Image Courtesy voyata/iStock/Getty Images

Image Courtesy voyata/iStock/Getty Images

It's been a week or two now since I've seen any posts about Momo and I'm glad. 

I'm talking about posts where that mom has removed YouTube completely from her kid’s devices, or that other mom who stopped letting her children go to friend’s houses in case they went on YouTube, or that dad who took the devices away completely.  

On Facebook, a woman shared a Momo post saying, "Those of you calling it a hoax, look at this, my friend's child has SEEN it.”  A few days later it was determined that the poor child had received a "joke" Momo post from a peer. And while I felt badly that this child was being targeted for a decidedly unfunny joke, it was definitely not Momo.  

Ultimately, over the past couple weeks it has been widely reported that Momo was in fact a hoax, and while there was wide sharing of the Momo post and how it was very scary and dangerous, there were little, if any, authenticated examples of children receiving the threats or dangerous challenges.

When I asked my kids about Momo, my 13-year-old son had never heard of it (and he watches a LOT of YouTube) and my daughter, age 10, told me she'd heard three young kids committed suicide in our home town. So I had both extremes. 

It was a great opportunity to talk to them about how people easily take fiction for fact and spread it, and like a game of telephone, what you hear has probably passed through many people before it comes to you completely different from how it started.  

Undoubtedly, we've all seen these types of posts, the knee jerk reactions to something that is scary, or even that has the potential to be scary. Hysterics and massive shares generally create a phenomenon that we would never have seen prior to the advent of Social Media. 

The ability to easily "click share" without checking into validity or truth of a post has created a digital monster of falsehoods and deceptions.

Social media viral posts like these are not the time to take our kid's devices away, or strictly limit their access. It is a perfect opportunity to teach our kids, if they’re old enough to understand and have this conversation, how to be good digital citizens.
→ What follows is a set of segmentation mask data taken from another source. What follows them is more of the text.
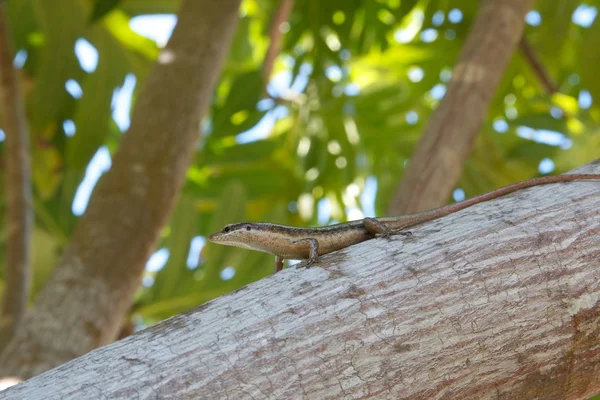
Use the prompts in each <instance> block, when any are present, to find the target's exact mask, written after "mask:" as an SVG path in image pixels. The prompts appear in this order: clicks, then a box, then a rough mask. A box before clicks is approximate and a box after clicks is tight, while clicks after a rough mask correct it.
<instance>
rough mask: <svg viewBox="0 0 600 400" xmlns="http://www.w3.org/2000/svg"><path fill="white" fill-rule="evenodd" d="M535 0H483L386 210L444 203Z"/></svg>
mask: <svg viewBox="0 0 600 400" xmlns="http://www.w3.org/2000/svg"><path fill="white" fill-rule="evenodd" d="M532 4H533V0H483V1H481V2H480V5H481V6H480V7H481V8H480V10H479V13H478V14H477V17H476V19H475V23H474V25H473V28H472V30H471V33H470V34H469V37H468V38H467V41H466V43H465V46H464V48H463V50H462V52H461V55H460V57H459V60H458V62H457V64H456V66H455V67H454V70H453V72H452V79H451V81H450V84H449V85H448V91H447V92H446V95H445V96H444V98H443V99H442V101H441V102H440V105H439V107H438V108H437V110H436V111H435V113H434V114H433V116H432V118H431V120H430V121H429V123H428V125H427V128H426V129H425V131H424V132H423V135H422V136H421V139H420V140H419V143H418V145H417V147H416V149H415V151H414V154H413V155H412V157H411V159H410V162H409V163H408V167H407V169H406V172H405V173H404V176H403V177H402V181H401V182H400V184H399V185H398V187H397V189H396V192H395V193H394V196H393V198H392V201H391V202H390V204H389V206H388V213H387V215H401V214H410V213H415V212H418V211H423V210H428V209H431V208H436V207H439V206H442V205H444V204H446V202H447V201H448V198H449V197H450V194H451V193H452V190H454V188H455V186H456V183H457V182H458V179H459V178H460V176H461V174H462V170H463V167H464V163H465V161H466V159H467V157H468V154H469V153H470V151H471V148H472V146H473V143H474V141H475V139H476V137H477V134H478V133H479V130H480V129H481V126H482V124H483V122H484V120H485V117H486V115H487V110H488V106H489V103H490V102H491V100H492V97H493V96H494V92H495V91H496V87H497V86H498V83H499V82H500V79H501V78H502V75H503V73H504V70H505V69H506V66H507V65H508V62H509V61H510V58H511V56H512V54H513V52H514V50H515V48H516V47H517V44H518V43H519V41H520V40H521V36H522V32H523V26H524V25H525V14H527V12H528V11H529V10H530V8H531V5H532Z"/></svg>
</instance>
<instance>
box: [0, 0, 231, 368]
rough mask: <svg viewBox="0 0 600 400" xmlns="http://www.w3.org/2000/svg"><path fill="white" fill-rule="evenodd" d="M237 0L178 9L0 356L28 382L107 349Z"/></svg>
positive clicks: (183, 154) (191, 2) (179, 167)
mask: <svg viewBox="0 0 600 400" xmlns="http://www.w3.org/2000/svg"><path fill="white" fill-rule="evenodd" d="M239 4H240V0H185V1H183V2H182V4H181V9H180V12H179V16H178V23H177V26H176V27H175V29H174V31H173V34H172V36H171V39H170V40H169V42H168V44H167V46H166V48H165V49H164V50H163V51H162V52H161V54H160V55H159V57H158V60H157V62H156V64H155V65H154V67H153V69H152V71H151V72H150V74H149V76H148V79H147V81H146V85H145V87H144V90H143V91H142V93H141V95H140V98H139V100H138V102H137V104H136V105H135V109H134V112H133V117H132V120H131V126H130V128H129V131H128V132H127V134H125V135H123V138H122V140H121V143H120V145H119V148H118V150H117V152H116V154H115V155H114V158H113V163H112V168H111V169H110V170H109V171H108V173H106V175H105V176H103V177H102V178H101V179H100V182H99V183H98V186H97V187H96V189H95V190H94V193H93V194H92V196H91V198H90V202H89V205H88V208H87V211H86V212H85V214H84V215H83V217H82V218H81V220H80V222H79V225H78V226H77V228H76V230H75V232H74V233H73V236H72V239H71V242H70V243H69V246H68V247H67V249H66V250H65V253H64V254H63V257H62V259H61V260H60V261H59V265H58V267H57V270H56V273H55V275H54V276H53V278H52V279H51V280H50V282H49V283H48V284H47V285H46V286H45V287H44V288H43V290H42V291H41V292H40V293H39V295H38V296H37V298H36V303H35V305H34V306H33V307H32V308H31V309H30V310H29V311H28V312H27V313H26V315H25V318H24V319H23V321H22V322H21V324H20V325H19V326H18V327H17V331H16V332H15V335H14V337H13V340H12V341H11V342H10V343H9V344H8V345H7V347H6V349H5V351H4V352H3V353H2V354H1V355H0V376H19V377H24V378H28V377H31V376H33V375H36V374H38V373H40V372H42V371H45V370H47V369H49V368H52V367H54V366H56V365H59V364H62V363H64V362H66V361H68V360H70V359H72V358H74V357H77V356H79V355H81V354H84V353H87V352H88V351H90V350H92V349H94V348H96V347H98V346H101V345H104V344H107V343H110V342H112V341H113V340H115V338H116V337H117V335H118V333H119V329H120V327H121V325H122V323H123V320H124V319H125V315H126V313H127V311H128V310H129V309H130V306H131V300H132V298H133V295H134V293H135V291H136V290H137V289H138V287H139V285H140V280H141V275H142V273H143V271H144V266H145V264H146V261H147V259H148V257H149V256H150V254H151V252H152V250H153V249H154V246H155V244H156V241H157V239H158V238H159V235H160V232H161V229H162V227H163V226H164V224H165V222H166V221H167V218H168V216H169V214H170V212H171V210H172V208H173V204H174V203H175V201H176V199H177V195H178V192H179V190H180V188H181V186H182V184H183V182H184V181H185V173H186V170H187V168H188V165H189V163H190V161H191V159H192V156H193V155H194V151H195V149H196V146H195V144H196V140H197V139H198V136H199V133H200V129H199V127H200V120H201V117H202V116H203V115H204V113H205V112H206V110H207V108H208V106H209V104H210V99H211V95H212V93H213V88H214V86H215V84H216V81H217V77H218V75H219V73H220V72H221V66H222V64H223V62H224V59H225V56H226V54H227V52H228V50H229V47H230V45H231V40H232V37H233V33H234V31H235V27H236V25H237V21H238V9H239Z"/></svg>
To teach them how to determine what is truth and what is embellished. To not buy into every single, "OMG can you believe this happened" post.  

And this isn't isolated to the posts that are intended to scare us or our children. It's the memes that misrepresent facts to suit an agenda or the posts that claim you will be mugged in your car if you hear a baby crying and get out to investigate. 

We've all been guilty of sharing something we shouldn't have, because sometimes it can seem like a lot of work to investigate whether a post is true, much more work than simply sharing "just in case" it is true.  

So here are a few thoughts on when NOT to share:

1) Is it from an untrustworthy source? If it's from imadethisup.com, that's a good hint.

2) Is it decidedly biased?

3) Does it seem outlandish (too good, crazy, scary to be true)?

4) Is it going to incite mass hysteria or does it provoke a strong emotional reaction like fear or anger?

5) Are you asked to share in order to "get the word out"?

If your answer is yes to any of the above, spend some time researching it. Snopes is awesome. Or simply scroll by without sharing. 

The world of social media is new to many of us. We didn't grow up with it (well, us older parents didn't) and yet we are raising children who are virtually immersed in it from birth. 

It's a learning curve for everyone, but the more time we spend teaching our kids to be critical thinkers and the more time we spend being so ourselves, the less likely you will fall victim to spreading or believing false information. 

And trust me, your friends will thank you for it.